Fig. 3.1
Diffusion MRI of one normal volunteer. The images show: a nondiffusion weighted image, b diffusion weighted image (b-value = 1,000 mm2/s), c mean diffusivity, d axial diffusivity, e radial diffusivity, and f fractional anisotropy. It should be noted that the contrast in the nondiffusion-weighted image (a) is intrinsically T2 weighted. The contrast in diffusion-weighted image (b) is potentially negative such that regions with high ADC appear dark but bright in the mean diffusivity (c). The intensity in fractional anisotropy is high in white matter where the water diffusion in the neuron fibers results in increased diffusion anisotropy
Tractography
There has been a strong interest in using DTI to perform in vivo tractography, since its invention. The technique assumes the direction of the principal diffusion in DTI is collinear to that in the neuron fibers. A voxel-by-voxel connection can be delineated from a seeding point and propagated along the direction of the principal diffusion. Early work by Conturo et al. [17] successfully demonstrated the fibers along the curvature of the splenium and extended into the occipital and parietal lobes. Various tracking algorithms have since been proposed and many freeware applications are currently available [18–20].

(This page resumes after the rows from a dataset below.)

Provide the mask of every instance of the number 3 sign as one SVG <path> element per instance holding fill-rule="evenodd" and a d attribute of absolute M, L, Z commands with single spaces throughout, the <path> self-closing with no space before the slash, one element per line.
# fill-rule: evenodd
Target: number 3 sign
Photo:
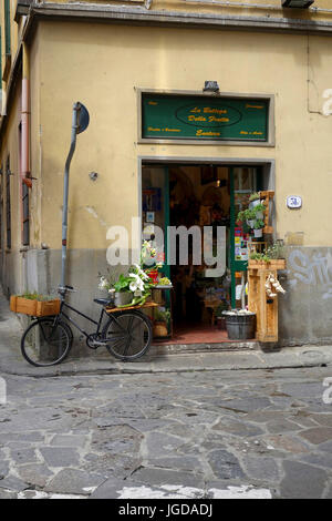
<path fill-rule="evenodd" d="M 300 195 L 290 195 L 287 197 L 287 206 L 288 208 L 301 208 L 302 206 L 302 198 Z"/>

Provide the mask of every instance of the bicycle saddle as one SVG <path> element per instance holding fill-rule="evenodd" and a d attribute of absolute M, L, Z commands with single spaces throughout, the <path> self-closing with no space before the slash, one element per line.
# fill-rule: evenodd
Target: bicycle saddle
<path fill-rule="evenodd" d="M 94 298 L 93 302 L 100 304 L 101 306 L 108 306 L 112 300 L 110 300 L 110 298 Z"/>

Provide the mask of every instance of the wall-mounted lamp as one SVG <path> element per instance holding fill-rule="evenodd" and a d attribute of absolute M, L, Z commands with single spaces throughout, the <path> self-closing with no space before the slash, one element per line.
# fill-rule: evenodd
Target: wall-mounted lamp
<path fill-rule="evenodd" d="M 219 92 L 219 85 L 217 81 L 205 81 L 203 92 Z"/>
<path fill-rule="evenodd" d="M 281 0 L 283 8 L 300 8 L 307 9 L 309 8 L 314 0 Z"/>

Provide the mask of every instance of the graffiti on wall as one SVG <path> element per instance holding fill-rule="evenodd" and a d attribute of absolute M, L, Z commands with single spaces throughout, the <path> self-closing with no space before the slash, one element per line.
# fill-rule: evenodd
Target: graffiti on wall
<path fill-rule="evenodd" d="M 332 298 L 332 252 L 313 253 L 312 255 L 301 249 L 293 249 L 288 257 L 289 284 L 298 283 L 308 286 L 321 286 L 322 298 Z"/>

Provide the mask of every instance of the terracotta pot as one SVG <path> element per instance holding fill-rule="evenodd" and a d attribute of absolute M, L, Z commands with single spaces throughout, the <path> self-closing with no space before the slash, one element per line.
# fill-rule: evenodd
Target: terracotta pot
<path fill-rule="evenodd" d="M 152 272 L 149 272 L 148 276 L 152 279 L 153 284 L 158 284 L 158 270 L 157 269 L 153 269 Z"/>
<path fill-rule="evenodd" d="M 114 304 L 117 307 L 126 306 L 133 300 L 133 292 L 116 292 L 114 296 Z"/>
<path fill-rule="evenodd" d="M 168 330 L 165 321 L 155 321 L 154 337 L 167 337 Z"/>

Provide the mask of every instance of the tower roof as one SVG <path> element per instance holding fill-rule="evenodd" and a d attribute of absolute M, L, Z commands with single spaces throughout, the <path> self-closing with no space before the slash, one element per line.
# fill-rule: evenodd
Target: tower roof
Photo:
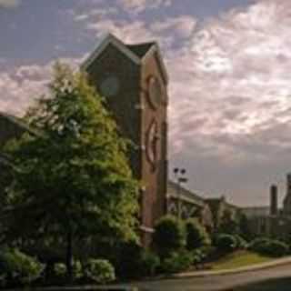
<path fill-rule="evenodd" d="M 82 64 L 81 69 L 86 71 L 95 59 L 111 45 L 117 48 L 128 59 L 137 65 L 141 65 L 146 60 L 147 56 L 156 56 L 159 68 L 161 70 L 165 82 L 168 83 L 168 75 L 163 62 L 162 55 L 156 42 L 125 44 L 115 35 L 108 34 L 97 45 L 96 49 Z"/>
<path fill-rule="evenodd" d="M 139 58 L 143 58 L 147 52 L 156 45 L 156 43 L 144 43 L 144 44 L 136 44 L 136 45 L 125 45 L 134 54 L 135 54 Z"/>

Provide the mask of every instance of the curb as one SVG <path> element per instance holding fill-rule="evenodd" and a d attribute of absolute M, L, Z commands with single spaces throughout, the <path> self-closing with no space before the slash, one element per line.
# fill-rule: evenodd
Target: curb
<path fill-rule="evenodd" d="M 185 272 L 185 273 L 178 273 L 174 274 L 170 276 L 165 277 L 166 278 L 175 278 L 175 279 L 183 279 L 183 278 L 189 278 L 189 277 L 206 277 L 206 276 L 227 276 L 233 274 L 240 274 L 240 273 L 247 273 L 253 271 L 258 271 L 263 269 L 271 268 L 274 266 L 284 266 L 291 264 L 291 256 L 285 257 L 283 259 L 276 259 L 271 262 L 266 262 L 263 264 L 256 264 L 253 266 L 246 266 L 238 267 L 236 269 L 226 269 L 226 270 L 218 270 L 218 271 L 196 271 L 196 272 Z"/>

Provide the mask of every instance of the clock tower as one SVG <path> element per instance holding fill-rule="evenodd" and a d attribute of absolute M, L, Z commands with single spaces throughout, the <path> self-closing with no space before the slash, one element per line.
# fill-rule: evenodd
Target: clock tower
<path fill-rule="evenodd" d="M 142 185 L 140 231 L 146 246 L 155 222 L 166 214 L 168 76 L 159 47 L 155 42 L 125 45 L 109 35 L 82 69 L 135 145 L 129 160 Z"/>

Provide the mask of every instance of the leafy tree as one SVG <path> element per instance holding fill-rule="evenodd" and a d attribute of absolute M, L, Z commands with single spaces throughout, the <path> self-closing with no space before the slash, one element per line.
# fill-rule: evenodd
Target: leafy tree
<path fill-rule="evenodd" d="M 244 214 L 241 215 L 239 219 L 239 232 L 240 236 L 246 241 L 250 241 L 252 238 L 254 238 L 249 219 Z"/>
<path fill-rule="evenodd" d="M 153 244 L 163 257 L 186 246 L 186 229 L 182 221 L 172 216 L 162 217 L 155 227 Z"/>
<path fill-rule="evenodd" d="M 50 95 L 28 111 L 35 129 L 5 148 L 15 165 L 8 237 L 65 249 L 88 236 L 136 238 L 137 183 L 105 100 L 86 77 L 56 64 Z"/>
<path fill-rule="evenodd" d="M 210 245 L 210 237 L 206 229 L 196 219 L 188 219 L 186 222 L 186 229 L 188 250 Z"/>
<path fill-rule="evenodd" d="M 227 209 L 223 214 L 218 233 L 229 235 L 239 234 L 239 224 L 237 221 L 237 217 L 234 217 L 231 211 Z"/>

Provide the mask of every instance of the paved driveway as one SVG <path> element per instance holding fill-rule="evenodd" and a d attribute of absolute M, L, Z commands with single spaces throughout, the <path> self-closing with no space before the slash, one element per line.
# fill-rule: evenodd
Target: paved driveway
<path fill-rule="evenodd" d="M 236 275 L 166 279 L 133 285 L 141 291 L 290 291 L 291 264 Z"/>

Tractography has been used in presurgical planning to guide surgical margins away from the involvement of neuron fibers for improved surgical outcome [21, 22]. Tractography can be used to differentiate infiltration from cytotoxic edema in order to assess the patient prognosis after successful surgery [23, 24]. It has also been used to visualize neural network integrity and changes in connectivity in neurodegenerative disorders [25, 26].

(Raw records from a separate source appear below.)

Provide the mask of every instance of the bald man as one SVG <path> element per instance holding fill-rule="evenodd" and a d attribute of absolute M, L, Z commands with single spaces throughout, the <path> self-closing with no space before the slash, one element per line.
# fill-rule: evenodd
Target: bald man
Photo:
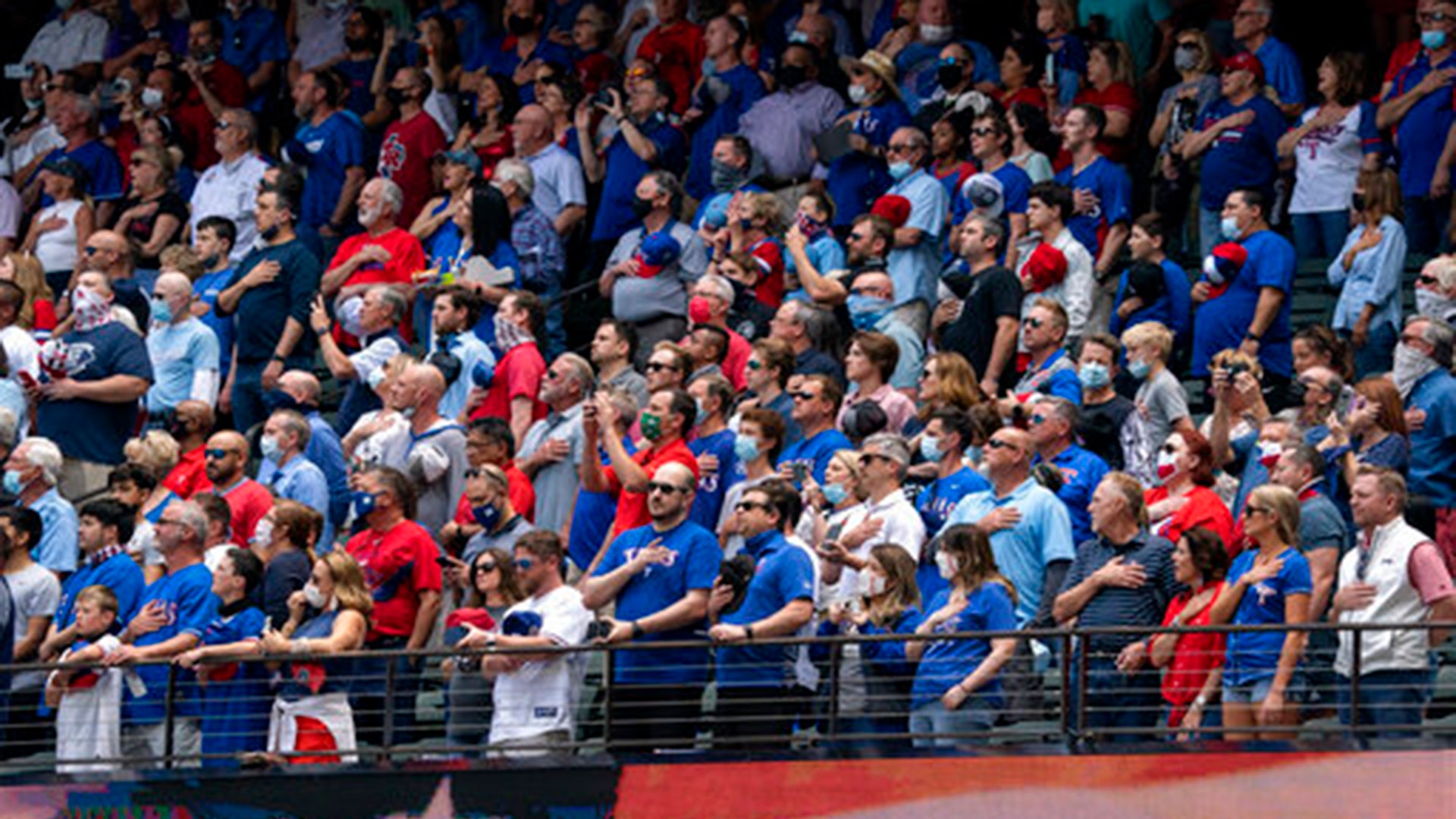
<path fill-rule="evenodd" d="M 147 281 L 135 277 L 131 264 L 131 243 L 127 242 L 125 236 L 115 230 L 92 233 L 86 239 L 86 254 L 80 258 L 80 271 L 105 274 L 116 294 L 116 305 L 127 307 L 131 318 L 135 319 L 137 329 L 146 332 L 147 324 L 151 322 L 147 296 L 151 293 L 156 274 L 149 274 L 151 278 Z M 71 306 L 73 302 L 63 299 L 61 312 L 66 313 Z M 67 325 L 63 324 L 64 326 Z"/>
<path fill-rule="evenodd" d="M 66 456 L 60 490 L 74 503 L 106 488 L 111 468 L 137 428 L 137 399 L 151 386 L 151 361 L 135 332 L 112 318 L 105 273 L 76 277 L 68 326 L 41 350 L 42 383 L 31 391 L 38 434 Z"/>
<path fill-rule="evenodd" d="M 272 509 L 272 493 L 243 474 L 248 465 L 248 439 L 224 430 L 207 439 L 202 450 L 207 479 L 213 491 L 233 510 L 232 541 L 248 548 L 258 522 Z"/>
<path fill-rule="evenodd" d="M 192 315 L 192 281 L 176 271 L 157 277 L 151 293 L 147 357 L 156 377 L 147 391 L 149 424 L 163 427 L 186 399 L 211 407 L 221 386 L 217 334 Z"/>
<path fill-rule="evenodd" d="M 304 447 L 303 456 L 323 469 L 323 478 L 329 484 L 329 523 L 342 526 L 349 512 L 349 468 L 344 461 L 339 433 L 319 412 L 322 393 L 323 388 L 313 373 L 288 370 L 278 376 L 278 389 L 264 393 L 264 405 L 268 412 L 296 410 L 309 421 L 309 446 Z M 272 474 L 272 463 L 264 461 L 258 468 L 258 481 L 266 484 Z"/>
<path fill-rule="evenodd" d="M 464 491 L 464 427 L 440 414 L 446 379 L 435 367 L 411 364 L 390 389 L 395 407 L 414 408 L 414 415 L 409 436 L 387 447 L 384 465 L 409 478 L 419 495 L 415 520 L 438 536 Z"/>
<path fill-rule="evenodd" d="M 616 602 L 609 643 L 692 640 L 702 628 L 722 549 L 712 532 L 687 519 L 696 487 L 687 466 L 660 466 L 648 484 L 652 522 L 619 535 L 582 586 L 588 609 Z M 619 653 L 613 736 L 661 746 L 690 743 L 706 678 L 702 648 Z"/>
<path fill-rule="evenodd" d="M 587 216 L 587 178 L 581 160 L 556 143 L 552 117 L 540 105 L 515 112 L 511 138 L 515 156 L 531 166 L 536 178 L 531 204 L 546 214 L 558 235 L 565 236 Z"/>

Diffusion Imaging in Movement Disorders
Morphological studies of neurological movement disorders using MRI commonly report various extents of atrophy in relevant brain regions [31, 32]. Since functional alteration may precede the observable anatomical changes, diffusion imaging was expected to bring new insight into the underlying mechanism of the disease and provide improved diagnosis and prognosis information. In the following section, we will describe recent findings in the major parkinsonian disorders, including idiopathic Parkinson disease (iPD), progressive supranuclear palsy (PSP), and multiple system atrophy (MSA) .
Idiopathic Parkinson Disease
The motor symptoms of idiopathic Parkinson disease have been attributed to dopaminergic neuronal death within the basal ganglia. There is a growing interest in imaging Parkinson disease with diffusion MRI, because of the potentially increased extracellular space due to cell death that may be detectible by ADC [33]. In a whole-brain analysis of patients with de novo iPD, an increased FA was noted and was more profound in the akinetic rigid subtype of iPD [34].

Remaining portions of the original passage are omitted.